Speakers called on the Eritrean Government to release all prisoners held for arbitrary reasons.  As speakers welcomed Eritrea’s cooperation with the Council, they encouraged further cooperation with the Office of the High Commissioner for Human Rights.  The March agreement on the withdrawal of Eritrean troops from Tigray was welcomed by speakers, who called for its full implementation.  Some speakers said that violations of human rights and international humanitarian law committed by the Eritrean army in Tigray were of utmost concern, and called for in-depth and independent inquiries.  Universal Periodic Review recommendations should be implemented, and the benchmarks developed by the previous Special Rapporteur remained relevant, speakers stated.  As it did not enjoy the assent of the country concerned, this dialogue went against the principles that underpinned the Council’s work.  The mandate should be discontinued accordingly, according to some speakers.  Failing to do so amounted to a waste of the Council’s scarce resources.

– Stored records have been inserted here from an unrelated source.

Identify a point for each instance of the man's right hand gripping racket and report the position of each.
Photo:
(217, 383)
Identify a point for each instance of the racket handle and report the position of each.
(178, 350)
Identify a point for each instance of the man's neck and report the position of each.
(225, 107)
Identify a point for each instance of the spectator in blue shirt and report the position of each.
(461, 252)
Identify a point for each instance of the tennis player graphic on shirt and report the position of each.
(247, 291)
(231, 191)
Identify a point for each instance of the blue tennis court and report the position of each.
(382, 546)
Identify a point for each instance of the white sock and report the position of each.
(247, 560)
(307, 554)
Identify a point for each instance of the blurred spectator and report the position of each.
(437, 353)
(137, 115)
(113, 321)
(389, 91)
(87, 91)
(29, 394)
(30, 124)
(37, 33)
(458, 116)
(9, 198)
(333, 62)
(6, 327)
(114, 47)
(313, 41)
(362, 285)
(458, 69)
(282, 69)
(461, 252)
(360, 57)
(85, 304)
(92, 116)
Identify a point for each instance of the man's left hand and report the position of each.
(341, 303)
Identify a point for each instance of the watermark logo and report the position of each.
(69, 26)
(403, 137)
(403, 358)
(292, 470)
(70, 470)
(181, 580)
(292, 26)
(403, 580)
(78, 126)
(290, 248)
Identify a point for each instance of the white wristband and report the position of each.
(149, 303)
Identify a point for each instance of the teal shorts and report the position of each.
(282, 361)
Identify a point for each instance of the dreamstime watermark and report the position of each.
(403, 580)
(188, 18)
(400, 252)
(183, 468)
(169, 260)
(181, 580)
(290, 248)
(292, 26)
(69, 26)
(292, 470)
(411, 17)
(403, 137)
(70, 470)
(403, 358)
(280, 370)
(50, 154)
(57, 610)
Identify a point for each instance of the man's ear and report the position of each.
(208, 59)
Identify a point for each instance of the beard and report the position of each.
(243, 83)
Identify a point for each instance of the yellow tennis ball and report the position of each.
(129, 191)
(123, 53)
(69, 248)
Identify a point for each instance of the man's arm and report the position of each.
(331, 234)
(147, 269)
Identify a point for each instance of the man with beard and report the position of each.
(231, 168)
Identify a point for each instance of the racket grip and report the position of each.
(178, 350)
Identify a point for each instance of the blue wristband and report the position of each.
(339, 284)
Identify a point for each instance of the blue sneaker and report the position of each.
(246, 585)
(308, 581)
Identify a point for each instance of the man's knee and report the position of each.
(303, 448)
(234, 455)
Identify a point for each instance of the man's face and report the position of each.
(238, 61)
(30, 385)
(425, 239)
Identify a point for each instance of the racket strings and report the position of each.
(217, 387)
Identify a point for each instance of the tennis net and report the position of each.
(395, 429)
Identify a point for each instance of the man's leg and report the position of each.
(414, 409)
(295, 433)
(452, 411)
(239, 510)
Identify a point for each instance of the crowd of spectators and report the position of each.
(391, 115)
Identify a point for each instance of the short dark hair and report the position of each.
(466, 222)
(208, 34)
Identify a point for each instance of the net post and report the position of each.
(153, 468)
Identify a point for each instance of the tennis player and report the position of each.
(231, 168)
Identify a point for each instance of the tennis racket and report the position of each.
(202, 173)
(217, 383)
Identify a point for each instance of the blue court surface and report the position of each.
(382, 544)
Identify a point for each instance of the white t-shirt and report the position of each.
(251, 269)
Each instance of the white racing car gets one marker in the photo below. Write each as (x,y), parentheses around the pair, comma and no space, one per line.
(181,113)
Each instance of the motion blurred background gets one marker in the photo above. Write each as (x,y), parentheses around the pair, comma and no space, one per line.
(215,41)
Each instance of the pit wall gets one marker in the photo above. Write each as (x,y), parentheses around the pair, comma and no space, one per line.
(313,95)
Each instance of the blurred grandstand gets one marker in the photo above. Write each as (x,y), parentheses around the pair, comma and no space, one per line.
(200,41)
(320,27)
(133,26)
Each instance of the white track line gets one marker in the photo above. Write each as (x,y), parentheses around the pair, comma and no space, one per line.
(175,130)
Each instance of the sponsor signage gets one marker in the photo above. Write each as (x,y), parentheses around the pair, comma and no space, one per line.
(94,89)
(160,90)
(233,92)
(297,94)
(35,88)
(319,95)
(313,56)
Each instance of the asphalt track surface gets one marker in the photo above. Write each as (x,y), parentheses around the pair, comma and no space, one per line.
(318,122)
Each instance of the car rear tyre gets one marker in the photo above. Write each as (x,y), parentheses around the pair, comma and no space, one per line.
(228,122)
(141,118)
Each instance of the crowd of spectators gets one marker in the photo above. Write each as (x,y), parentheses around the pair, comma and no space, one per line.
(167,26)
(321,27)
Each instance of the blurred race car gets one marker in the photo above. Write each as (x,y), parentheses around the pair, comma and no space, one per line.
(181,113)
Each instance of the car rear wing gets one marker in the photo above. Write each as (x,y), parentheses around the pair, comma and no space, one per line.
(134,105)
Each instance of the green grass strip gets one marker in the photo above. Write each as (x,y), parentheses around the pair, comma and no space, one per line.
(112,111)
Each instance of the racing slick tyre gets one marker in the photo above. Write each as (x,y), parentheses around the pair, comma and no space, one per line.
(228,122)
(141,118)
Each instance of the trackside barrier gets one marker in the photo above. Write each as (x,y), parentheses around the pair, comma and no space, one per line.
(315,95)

Speakers asked the Special Rapporteur about the ways that States and the international community could ensure accountability for human rights violations in Eritrea.  The use of rape as a weapon of war during the conflict was highly concerning, and all allegations of war crimes must be investigated.  Some speakers noted that the report contained false narratives that had negative real-life consequences, applauding Eritrea’s engagement with human rights bodies and mechanisms.  The task of the international community was to assist Eritrea based on mutual respect, made all the more important by the dire economic situation in the country, yet the examination of the situation at the Council was biased.  Speakers noted that the Government’s attitude had not changed: it continued to take no action to remedy multiple violations, the military service was not reformed as conscripts were not demobilised and thousands were held indefinitely in national service, while children under 18 continued to be sent to Tigray, violating international law.